2021-02-16 QCFractal Users Meeting notes

Date

Feb 16, 2021

Participants

  • @Jeffrey Wagner

  • Heejune Park

  • Ben Pritchard

  • @David Dotson

  • @Hyesu Jang

  • @Joshua Horton

  • @Trevor Gokey

Discussion topics

Item

Notes

Item

Notes

Updates from MolSSI

  • BP – No upcoming releases/outages planned

  • BP – Refactor is going well. Test server will come online soon – We’d like you to use this to see if anything breaks. Test server will be “fresh”/will not contain existing outputs.

  • DD – I could set up a tracking board just for that server, and have some of the QCA dataset submissions go to the test server.

  • BP – I’d like for this server to be something like a continuously-deployed version from master.

Queue status

QCA Dataset Tracking board:

  • DD – Been working on PEPCONF. Ran it for about 1.5 weeks with dlc coordinates and reset=True.
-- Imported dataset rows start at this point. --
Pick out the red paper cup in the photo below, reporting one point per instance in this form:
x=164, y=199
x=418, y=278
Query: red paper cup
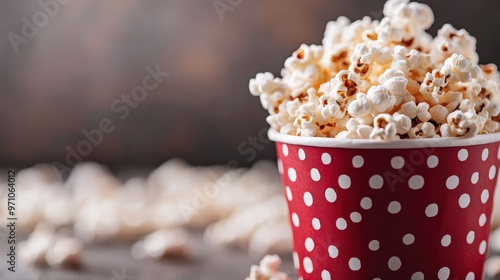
x=408, y=209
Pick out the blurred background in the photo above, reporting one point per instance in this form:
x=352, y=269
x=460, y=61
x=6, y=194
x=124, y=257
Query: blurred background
x=134, y=84
x=88, y=54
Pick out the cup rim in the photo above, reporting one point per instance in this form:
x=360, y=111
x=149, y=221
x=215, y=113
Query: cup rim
x=383, y=144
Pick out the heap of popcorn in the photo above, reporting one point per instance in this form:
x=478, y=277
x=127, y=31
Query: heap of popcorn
x=386, y=79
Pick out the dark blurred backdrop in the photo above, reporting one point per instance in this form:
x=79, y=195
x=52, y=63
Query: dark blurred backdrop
x=85, y=54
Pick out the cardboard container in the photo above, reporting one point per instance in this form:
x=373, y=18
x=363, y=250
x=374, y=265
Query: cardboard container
x=408, y=209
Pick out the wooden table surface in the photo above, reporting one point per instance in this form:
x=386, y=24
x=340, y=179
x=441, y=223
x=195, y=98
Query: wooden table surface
x=114, y=262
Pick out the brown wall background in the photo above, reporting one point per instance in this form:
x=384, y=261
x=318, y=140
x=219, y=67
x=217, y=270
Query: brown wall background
x=92, y=51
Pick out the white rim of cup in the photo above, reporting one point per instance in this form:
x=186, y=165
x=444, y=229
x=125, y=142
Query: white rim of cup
x=383, y=144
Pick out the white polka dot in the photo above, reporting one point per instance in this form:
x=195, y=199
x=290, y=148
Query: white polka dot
x=463, y=154
x=285, y=150
x=482, y=247
x=482, y=220
x=308, y=265
x=408, y=239
x=394, y=263
x=452, y=182
x=444, y=273
x=416, y=182
x=316, y=223
x=432, y=161
x=397, y=162
x=470, y=237
x=302, y=154
x=431, y=210
x=485, y=195
x=376, y=182
x=333, y=252
x=492, y=172
x=330, y=195
x=474, y=178
x=417, y=276
x=358, y=161
x=354, y=264
x=344, y=181
x=464, y=201
x=308, y=199
x=394, y=207
x=296, y=262
x=341, y=224
x=356, y=217
x=485, y=154
x=374, y=245
x=315, y=175
x=446, y=240
x=325, y=275
x=366, y=203
x=292, y=174
x=326, y=158
x=295, y=219
x=289, y=195
x=309, y=244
We’ve had about 2000 complete out of 7000 jobs. The rest are errored. Focusing on two “unknown” errors.

  • DD – Queue is emptying out. We’ve been chewing on some really large sets like Cerutti’s protein fragments, but they’re nearly done.

  • DD – There are some pending PRs that are close to submission. I’ll prioritize getting those in and following up with submitters. I also need to submit the pharma partner benchmarks sets.

  • JW – Will the new submission standards be changed to have dlc?

    • DD + TG – Yes. There’s a variant called default-dlc that can be used (since we’ll still want tric for multi-molecule submissions.

  • SB – I’d be interested in a more targeted set for WBOs.

    • DD – The queue should be totally open

    • SB and PB will sync up to prepare a cleaner WBO set.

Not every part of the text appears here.